4. Have the student put problems in big-picture words. I teach a lot of math and science, and at a certain level there are a lot of equations and small problems. Have the student take you on a tour with words -- creating a world that follows the path to understanding.

5. Have a fun day. I take time to not charge the student but just hang out for an hour shooting hoops, taking him or her to the lab or watching inspirational videos.

Comments

For basic Chem, I always use a tennis ball to describe the atom. Inside are the neutrons and protons, the electrons are the fuzzy part on the outside. Toss the ball around a bit and describe the fuzzy hairs moving in the "wind" as it falls; electrons are like the hairs moving, but they always move.
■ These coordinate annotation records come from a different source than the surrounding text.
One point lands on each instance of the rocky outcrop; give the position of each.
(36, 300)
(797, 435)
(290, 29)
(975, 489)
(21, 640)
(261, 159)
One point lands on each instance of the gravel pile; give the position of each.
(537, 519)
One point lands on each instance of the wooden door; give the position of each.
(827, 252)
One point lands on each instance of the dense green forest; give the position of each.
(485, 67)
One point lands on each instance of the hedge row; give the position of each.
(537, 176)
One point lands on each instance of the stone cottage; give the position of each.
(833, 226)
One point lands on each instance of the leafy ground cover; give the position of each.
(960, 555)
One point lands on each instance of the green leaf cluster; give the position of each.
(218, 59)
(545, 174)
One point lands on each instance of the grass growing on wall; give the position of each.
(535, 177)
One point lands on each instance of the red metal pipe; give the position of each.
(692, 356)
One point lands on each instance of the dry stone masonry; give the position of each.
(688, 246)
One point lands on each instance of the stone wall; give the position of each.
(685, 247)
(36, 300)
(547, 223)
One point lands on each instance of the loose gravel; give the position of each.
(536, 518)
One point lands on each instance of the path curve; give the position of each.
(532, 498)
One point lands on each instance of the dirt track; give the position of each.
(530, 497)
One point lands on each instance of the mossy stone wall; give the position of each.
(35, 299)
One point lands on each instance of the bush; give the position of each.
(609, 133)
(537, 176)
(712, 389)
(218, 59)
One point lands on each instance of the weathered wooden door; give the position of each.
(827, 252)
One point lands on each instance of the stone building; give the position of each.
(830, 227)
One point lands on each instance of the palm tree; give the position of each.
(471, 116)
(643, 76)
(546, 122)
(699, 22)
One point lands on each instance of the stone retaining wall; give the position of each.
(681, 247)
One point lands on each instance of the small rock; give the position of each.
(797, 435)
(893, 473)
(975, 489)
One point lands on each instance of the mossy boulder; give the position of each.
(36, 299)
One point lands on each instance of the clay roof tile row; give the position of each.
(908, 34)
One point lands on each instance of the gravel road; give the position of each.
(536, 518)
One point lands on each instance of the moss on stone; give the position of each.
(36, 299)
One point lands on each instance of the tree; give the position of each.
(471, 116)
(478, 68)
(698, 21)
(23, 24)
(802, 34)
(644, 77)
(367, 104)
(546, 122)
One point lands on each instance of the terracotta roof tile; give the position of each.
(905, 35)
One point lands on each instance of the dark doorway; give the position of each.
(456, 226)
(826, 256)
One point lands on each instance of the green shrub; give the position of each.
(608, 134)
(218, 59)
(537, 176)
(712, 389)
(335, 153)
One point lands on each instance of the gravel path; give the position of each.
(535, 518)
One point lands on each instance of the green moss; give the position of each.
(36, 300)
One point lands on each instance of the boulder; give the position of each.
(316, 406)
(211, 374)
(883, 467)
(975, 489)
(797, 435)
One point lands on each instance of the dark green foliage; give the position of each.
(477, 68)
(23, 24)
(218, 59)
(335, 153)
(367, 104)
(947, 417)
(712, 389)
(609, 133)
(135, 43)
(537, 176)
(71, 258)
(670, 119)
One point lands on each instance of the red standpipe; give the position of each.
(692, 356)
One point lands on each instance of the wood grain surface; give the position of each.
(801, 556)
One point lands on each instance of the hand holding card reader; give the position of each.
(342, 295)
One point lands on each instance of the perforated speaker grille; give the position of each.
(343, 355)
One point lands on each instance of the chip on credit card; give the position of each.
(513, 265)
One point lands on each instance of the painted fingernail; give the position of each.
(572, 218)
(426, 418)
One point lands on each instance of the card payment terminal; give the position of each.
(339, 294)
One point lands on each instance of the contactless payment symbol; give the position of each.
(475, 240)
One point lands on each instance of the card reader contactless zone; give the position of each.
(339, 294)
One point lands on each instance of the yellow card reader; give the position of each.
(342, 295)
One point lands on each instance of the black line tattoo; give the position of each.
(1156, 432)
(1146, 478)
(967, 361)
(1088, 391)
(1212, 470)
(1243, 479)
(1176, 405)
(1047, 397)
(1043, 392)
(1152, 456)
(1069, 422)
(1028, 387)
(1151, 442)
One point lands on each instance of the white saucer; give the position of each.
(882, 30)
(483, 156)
Great for visual learners.
For my Biology class (other sciences will work too) I ask my students what they had for breakfast that morning.  Then I ask what they had for breakfast one week ago.  Then I ask them what they had for breakfast on <insert random date 2+ months ago>.  Our minds don't keep track of such meaningless information; but our bodies do.
 
I then draw a timeline from 0 to 100.  I say, "let's all assume that we will live to 100" and that gets them in a good mood.  I explain how this is a different way of conceptualizing time.
 
Then I draw a double helix that dwarfs the 0-100 timeline.  I explain that our DNA is also a timeline; one which started about 3.5 billion years ago.  That's the timeline of being a living, evolving organism.
 
Then to finish the point, I compare that to number to 14 billion.  This is another way to view our age.  We're all made up of matter that was formed 14 billion years ago during the Big Bang.
 
It's a fun way to conceptualize drastically big numbers while introducing the reality that after the course, their perception will be altered.  I've had students in the past tell me they gave a lot of thought to that first lecture.  It's a fun seed to plant at the beginning of the semester, which I guarantee will grow as the year progresses.